You have received a lot of good advice. I think you might want to look for a nice Macgregor 26S. It is trailerable with a smaller car (6-8 cylinder). It uses a smaller outboard (8-9 HP), and is a great cruiser. Look them up on the internet. I got mine for $5750.00. Good luck.


----------



## scottorious (Jun 6, 2015)

Wow, yes. I appreciate this advice. Little things like names of boats and locations or companies that are just much easier to learn from someone in the know than google searching. I'm kind of looking for a small boat that would get me on the water now while I look for a larger boat. I really only want to use this first boat as a quick stepping stone. When everyone says small boat what do you define as small. I have a good line on a cal 20 which I've kind of fallen in love with. I have a full size truck, would it pull a cal 20? It seems like a small boat that would sail like a big boat and give me some quick ability to do more than a quick day sail.


----------



## Siamese (May 9, 2007)

"just much easier to learn from someone in the know than google searching"
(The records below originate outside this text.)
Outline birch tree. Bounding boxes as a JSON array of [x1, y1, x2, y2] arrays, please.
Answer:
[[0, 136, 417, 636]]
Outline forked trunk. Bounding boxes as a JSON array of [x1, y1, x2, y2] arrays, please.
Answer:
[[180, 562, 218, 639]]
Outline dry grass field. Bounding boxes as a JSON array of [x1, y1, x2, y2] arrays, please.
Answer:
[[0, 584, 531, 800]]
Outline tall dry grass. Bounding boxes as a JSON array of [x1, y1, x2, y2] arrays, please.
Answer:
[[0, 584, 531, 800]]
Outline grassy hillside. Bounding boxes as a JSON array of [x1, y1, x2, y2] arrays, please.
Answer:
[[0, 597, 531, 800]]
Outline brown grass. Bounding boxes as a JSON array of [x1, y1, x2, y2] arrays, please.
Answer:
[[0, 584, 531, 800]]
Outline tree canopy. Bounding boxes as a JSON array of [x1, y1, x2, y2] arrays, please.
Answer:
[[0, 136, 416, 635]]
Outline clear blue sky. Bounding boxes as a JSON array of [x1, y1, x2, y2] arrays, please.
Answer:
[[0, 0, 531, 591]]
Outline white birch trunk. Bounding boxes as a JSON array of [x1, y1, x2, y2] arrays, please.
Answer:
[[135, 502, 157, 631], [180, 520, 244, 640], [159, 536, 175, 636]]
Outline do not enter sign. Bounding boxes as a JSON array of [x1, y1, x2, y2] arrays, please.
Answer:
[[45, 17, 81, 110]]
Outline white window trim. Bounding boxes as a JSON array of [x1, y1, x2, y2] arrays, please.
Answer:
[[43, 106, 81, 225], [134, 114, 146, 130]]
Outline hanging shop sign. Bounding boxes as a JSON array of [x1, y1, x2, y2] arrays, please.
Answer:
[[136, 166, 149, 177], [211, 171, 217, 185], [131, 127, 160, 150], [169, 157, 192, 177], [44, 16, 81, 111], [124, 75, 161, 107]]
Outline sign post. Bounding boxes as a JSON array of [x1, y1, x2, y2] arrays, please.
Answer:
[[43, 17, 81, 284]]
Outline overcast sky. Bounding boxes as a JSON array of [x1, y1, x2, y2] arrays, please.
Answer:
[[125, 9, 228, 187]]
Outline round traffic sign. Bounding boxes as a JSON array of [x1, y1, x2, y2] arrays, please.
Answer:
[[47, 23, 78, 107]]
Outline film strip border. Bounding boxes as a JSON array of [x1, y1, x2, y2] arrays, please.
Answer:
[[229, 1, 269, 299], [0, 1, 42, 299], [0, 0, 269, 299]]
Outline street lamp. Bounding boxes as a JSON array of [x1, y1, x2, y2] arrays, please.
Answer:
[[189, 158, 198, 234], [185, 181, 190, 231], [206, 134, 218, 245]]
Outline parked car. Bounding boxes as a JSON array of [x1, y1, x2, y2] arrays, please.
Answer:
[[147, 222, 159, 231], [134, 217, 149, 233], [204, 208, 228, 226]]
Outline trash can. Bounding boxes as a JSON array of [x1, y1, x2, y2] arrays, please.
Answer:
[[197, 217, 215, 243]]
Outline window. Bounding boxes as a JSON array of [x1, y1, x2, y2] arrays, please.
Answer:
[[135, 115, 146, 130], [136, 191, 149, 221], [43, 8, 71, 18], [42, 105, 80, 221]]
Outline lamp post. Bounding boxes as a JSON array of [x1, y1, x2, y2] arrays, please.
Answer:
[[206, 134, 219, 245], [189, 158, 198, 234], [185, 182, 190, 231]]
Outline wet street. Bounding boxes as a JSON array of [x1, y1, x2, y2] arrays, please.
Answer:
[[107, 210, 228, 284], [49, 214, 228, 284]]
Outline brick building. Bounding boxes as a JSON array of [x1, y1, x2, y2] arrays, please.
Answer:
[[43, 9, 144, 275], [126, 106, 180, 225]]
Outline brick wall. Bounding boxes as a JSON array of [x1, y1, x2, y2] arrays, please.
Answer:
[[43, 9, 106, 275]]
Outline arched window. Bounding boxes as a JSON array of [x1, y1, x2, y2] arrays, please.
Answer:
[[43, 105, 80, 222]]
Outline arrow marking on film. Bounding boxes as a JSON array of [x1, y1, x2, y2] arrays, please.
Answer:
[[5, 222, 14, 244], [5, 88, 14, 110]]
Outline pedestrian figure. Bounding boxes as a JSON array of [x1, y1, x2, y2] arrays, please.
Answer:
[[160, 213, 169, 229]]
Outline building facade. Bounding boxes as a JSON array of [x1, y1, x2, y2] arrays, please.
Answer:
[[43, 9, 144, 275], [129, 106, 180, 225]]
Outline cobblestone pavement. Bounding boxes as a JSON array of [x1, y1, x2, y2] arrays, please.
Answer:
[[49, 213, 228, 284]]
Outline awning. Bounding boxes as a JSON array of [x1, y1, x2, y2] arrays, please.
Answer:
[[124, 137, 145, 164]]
On the other hand, with the internet, you have a world of information available at your own fingertips. Why not study a bit on your own, and post queries when you're truly unable to find the answer? Sure, Sailnet people will help you, but you're a thirty year old man who doesn't appear to have the focus and the initiative to get yourself on the water. 
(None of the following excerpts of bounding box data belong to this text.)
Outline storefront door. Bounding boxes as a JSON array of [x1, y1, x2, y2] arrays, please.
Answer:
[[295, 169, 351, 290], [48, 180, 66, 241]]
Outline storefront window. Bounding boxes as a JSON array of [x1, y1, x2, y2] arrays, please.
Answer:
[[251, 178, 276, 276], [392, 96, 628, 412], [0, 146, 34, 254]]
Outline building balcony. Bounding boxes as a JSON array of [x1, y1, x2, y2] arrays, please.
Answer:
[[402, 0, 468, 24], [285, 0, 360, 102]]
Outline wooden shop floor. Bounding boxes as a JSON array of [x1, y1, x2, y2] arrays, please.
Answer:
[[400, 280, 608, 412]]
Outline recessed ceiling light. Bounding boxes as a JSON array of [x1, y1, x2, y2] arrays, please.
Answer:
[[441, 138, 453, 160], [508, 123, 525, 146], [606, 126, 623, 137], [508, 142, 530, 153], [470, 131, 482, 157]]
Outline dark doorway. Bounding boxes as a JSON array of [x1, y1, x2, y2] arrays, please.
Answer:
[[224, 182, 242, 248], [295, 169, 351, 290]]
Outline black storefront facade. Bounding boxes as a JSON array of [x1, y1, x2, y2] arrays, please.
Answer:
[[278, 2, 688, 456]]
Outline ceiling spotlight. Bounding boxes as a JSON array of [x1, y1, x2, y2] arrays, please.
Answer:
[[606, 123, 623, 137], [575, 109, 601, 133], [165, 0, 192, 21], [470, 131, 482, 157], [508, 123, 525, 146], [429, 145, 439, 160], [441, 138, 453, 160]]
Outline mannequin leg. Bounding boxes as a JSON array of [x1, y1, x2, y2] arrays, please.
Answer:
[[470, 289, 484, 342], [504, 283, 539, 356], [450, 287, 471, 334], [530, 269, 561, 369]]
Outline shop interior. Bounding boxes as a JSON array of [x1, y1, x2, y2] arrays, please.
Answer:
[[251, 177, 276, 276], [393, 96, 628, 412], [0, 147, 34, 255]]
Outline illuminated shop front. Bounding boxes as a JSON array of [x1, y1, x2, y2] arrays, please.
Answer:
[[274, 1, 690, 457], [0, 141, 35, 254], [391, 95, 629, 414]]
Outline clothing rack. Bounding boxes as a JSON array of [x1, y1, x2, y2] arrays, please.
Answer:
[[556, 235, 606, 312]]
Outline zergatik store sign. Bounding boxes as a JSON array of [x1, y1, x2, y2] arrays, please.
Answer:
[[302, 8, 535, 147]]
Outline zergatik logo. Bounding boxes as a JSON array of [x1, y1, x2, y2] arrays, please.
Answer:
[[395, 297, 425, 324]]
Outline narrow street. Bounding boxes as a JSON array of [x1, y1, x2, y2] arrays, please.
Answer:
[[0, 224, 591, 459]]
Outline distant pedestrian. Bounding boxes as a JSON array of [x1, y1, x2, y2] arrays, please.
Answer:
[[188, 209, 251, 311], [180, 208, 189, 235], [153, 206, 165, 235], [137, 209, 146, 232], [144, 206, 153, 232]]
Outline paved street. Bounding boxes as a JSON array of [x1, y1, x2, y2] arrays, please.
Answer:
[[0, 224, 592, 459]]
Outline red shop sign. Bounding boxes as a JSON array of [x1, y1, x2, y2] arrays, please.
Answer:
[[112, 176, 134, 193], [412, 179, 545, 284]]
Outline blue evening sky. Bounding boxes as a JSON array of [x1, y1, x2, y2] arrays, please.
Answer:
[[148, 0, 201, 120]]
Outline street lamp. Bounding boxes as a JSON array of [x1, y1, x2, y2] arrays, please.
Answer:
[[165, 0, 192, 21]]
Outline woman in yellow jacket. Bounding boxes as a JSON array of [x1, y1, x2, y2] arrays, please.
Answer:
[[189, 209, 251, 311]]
example: "I have a full size truck, would it pull a cal 20? "
Well, how the heck would I know? Haven't seen your truck, so I don't know the make, model, year, engine, transmission, or rear end, but I'll bet if you looked up the weight of a Cal 20 with trailer, and do your homework to learn the towing capacity of your truck, you'll have the answer. 
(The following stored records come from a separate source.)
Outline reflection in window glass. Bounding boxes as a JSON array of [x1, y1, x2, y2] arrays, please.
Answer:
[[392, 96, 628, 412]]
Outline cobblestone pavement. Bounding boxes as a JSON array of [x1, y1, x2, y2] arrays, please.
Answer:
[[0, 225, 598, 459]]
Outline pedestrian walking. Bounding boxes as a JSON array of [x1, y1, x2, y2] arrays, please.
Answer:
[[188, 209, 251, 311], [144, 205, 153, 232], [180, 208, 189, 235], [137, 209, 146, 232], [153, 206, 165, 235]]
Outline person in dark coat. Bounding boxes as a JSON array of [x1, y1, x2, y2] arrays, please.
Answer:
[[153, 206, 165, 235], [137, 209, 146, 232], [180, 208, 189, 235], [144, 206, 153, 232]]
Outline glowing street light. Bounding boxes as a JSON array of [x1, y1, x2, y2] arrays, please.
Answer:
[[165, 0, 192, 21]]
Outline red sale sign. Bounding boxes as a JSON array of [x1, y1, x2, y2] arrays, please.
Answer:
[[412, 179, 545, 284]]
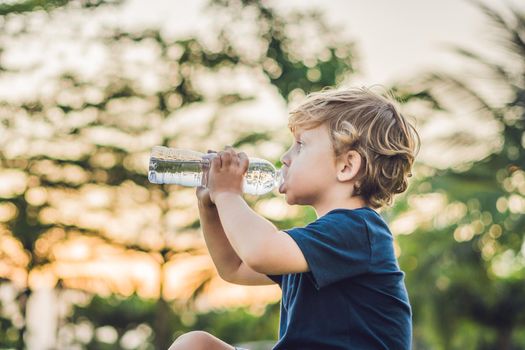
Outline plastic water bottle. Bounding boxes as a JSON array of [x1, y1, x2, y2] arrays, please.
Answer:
[[148, 146, 282, 195]]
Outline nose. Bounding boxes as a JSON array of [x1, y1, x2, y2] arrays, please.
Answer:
[[279, 151, 290, 167]]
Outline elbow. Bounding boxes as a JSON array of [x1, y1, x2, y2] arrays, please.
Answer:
[[244, 254, 264, 273]]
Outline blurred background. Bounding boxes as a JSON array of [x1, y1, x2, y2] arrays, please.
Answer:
[[0, 0, 525, 350]]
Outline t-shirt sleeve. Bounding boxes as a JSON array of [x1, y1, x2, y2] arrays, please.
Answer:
[[284, 210, 371, 290]]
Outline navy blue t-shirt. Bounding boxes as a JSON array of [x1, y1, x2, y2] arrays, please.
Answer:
[[268, 207, 412, 350]]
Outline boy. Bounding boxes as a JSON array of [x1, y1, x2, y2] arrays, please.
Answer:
[[170, 88, 419, 350]]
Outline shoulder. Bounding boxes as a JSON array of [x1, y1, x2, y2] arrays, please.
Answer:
[[314, 207, 379, 228]]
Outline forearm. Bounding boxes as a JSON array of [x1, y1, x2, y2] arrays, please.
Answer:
[[215, 192, 278, 265], [199, 205, 242, 278]]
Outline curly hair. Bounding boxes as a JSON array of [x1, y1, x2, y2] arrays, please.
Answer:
[[288, 87, 420, 208]]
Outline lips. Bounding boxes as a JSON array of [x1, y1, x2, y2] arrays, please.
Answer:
[[279, 172, 286, 193]]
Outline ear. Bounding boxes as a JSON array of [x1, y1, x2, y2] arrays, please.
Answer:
[[336, 150, 362, 182]]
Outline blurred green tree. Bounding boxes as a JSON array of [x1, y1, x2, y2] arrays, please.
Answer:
[[391, 3, 525, 350], [0, 0, 354, 349]]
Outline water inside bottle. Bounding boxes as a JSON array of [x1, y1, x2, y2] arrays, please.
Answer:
[[148, 157, 203, 187], [148, 157, 281, 195]]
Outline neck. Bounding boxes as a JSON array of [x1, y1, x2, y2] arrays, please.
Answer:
[[313, 196, 367, 217]]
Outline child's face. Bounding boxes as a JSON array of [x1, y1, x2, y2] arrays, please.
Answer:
[[279, 124, 336, 206]]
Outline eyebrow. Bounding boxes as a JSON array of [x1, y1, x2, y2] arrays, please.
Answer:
[[293, 132, 306, 140]]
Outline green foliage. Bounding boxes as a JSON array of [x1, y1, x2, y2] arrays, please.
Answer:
[[392, 4, 525, 349], [0, 0, 353, 349]]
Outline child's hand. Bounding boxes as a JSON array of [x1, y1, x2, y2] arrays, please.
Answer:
[[208, 146, 249, 203], [195, 150, 217, 209]]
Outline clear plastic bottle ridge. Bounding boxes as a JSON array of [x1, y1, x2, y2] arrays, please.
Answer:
[[148, 146, 282, 195]]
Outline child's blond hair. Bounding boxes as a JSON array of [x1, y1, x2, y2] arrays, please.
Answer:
[[288, 87, 420, 208]]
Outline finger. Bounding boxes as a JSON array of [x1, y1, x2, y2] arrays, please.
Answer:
[[239, 152, 250, 174], [224, 145, 239, 166], [210, 156, 222, 172], [220, 152, 232, 168]]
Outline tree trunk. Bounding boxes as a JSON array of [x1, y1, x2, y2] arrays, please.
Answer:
[[496, 327, 512, 350]]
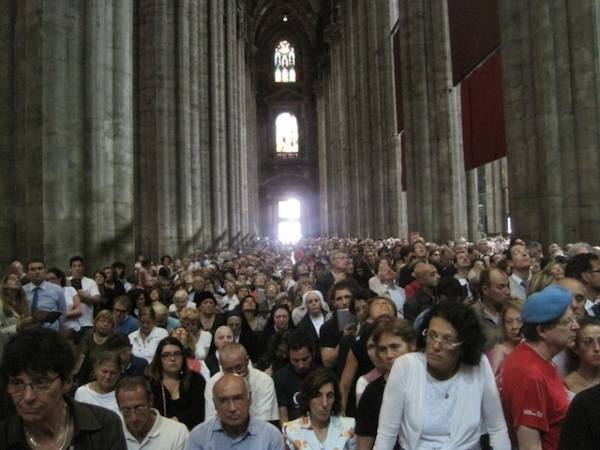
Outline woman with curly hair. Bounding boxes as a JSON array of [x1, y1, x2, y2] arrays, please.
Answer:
[[375, 300, 511, 450], [282, 368, 357, 450], [146, 336, 206, 430], [0, 273, 29, 334]]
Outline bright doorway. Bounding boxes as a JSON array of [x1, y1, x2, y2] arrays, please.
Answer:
[[277, 198, 302, 244]]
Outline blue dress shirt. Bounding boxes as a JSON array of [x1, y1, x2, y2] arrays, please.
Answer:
[[185, 417, 285, 450], [23, 281, 67, 330]]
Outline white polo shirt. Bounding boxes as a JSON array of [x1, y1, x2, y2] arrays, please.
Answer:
[[123, 408, 190, 450], [69, 277, 100, 327], [129, 327, 169, 363]]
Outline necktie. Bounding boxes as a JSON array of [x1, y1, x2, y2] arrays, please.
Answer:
[[31, 286, 41, 312]]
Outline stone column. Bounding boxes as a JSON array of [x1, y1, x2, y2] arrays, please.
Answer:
[[173, 0, 193, 255], [0, 1, 133, 267], [194, 0, 215, 246], [112, 0, 135, 262], [137, 0, 179, 256], [499, 0, 600, 244], [209, 2, 229, 247], [399, 0, 467, 240]]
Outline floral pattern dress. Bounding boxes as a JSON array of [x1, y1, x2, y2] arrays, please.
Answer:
[[283, 416, 357, 450]]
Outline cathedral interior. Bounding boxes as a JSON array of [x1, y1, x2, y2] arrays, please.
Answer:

Sorry, but you don't seem to be focused, and don't appear to have done the reading and research on the subject that a person interested in sailing would do. If you're interested in having a boat on Lake Michigan, go look at boats at a large broker, look at the listings, find out what a slip or mooring costs in various town on the lake, find out how much winter storage costs if you have a boat on a cradle. Read magazines and books (sailing section in library). Read Chapman's. Take the power squadron course. Use the search function on this site.


----------



## scottorious (Jun 6, 2015)

oops, I believe you misunderstood that statement I made. I was trying to say it without sounding like the person that you understood it as. I do believe that I am a rather capable google user and I do use it often. I do believe that the answer to all of my questions might be available in the google machine and I do look things up and have ordered books but I haven't gotten them yet. I also view wonderful forums like this as ways to be direct and if I have 5 questions you ask 5 questions. Nobody is forcing anyone to answer them and someone with Cal 20 experience might understand exactly why I'm asking a question that seems totally obvious to other people. My question may have also been poorly worded. I have hauled plenty of things to understand that by sheer numbers alone my truck would be suitable to pull the Cal 20. I guess I would have worded it better by saying "what's a cal 20 pull like behind a Chevy 1500? will I hate my life if I use it like a trailer sailor?" I do understand how you read my post and I truly didn't intend to be that guy. I also look at forums as places where people are passionate about a certain thing and just enjoy talking and posting for no other reason than to talk about their interest. Namely motorcycle forums where I am on the other side of the table so to speak. People ask a simple question like "does a cx500 make a good cruiser". Then I get to be the excited response saying "yes! it was an amazing ride from central Illinois to the Florida keys and back. For a 500 it rides wonderful at 75 all day long. I'd work on getting an electric cooling fan set up for any hot weather cruising but I now advise many first time riders to get a CX500". I'm glad they ask what seems like a question you could just google. I also think it's a community effort. I hope I don't go to a sailing club and ask a question and get "google is your best friend, son" as a response. Once again, I'm sorry that you misunderstood my post and/or I'm sorry for being a total newb. So ends my short time at sailnet.


----------



## Chas H (Sep 6, 2013)

Scott -
Don't get too frustrated by guys who reply to your posts like they are talking to a 12 year old. Just blow 'em off and take the good suggestions.

Yes, your truck will easily pull a Cal 20.
-CH


----------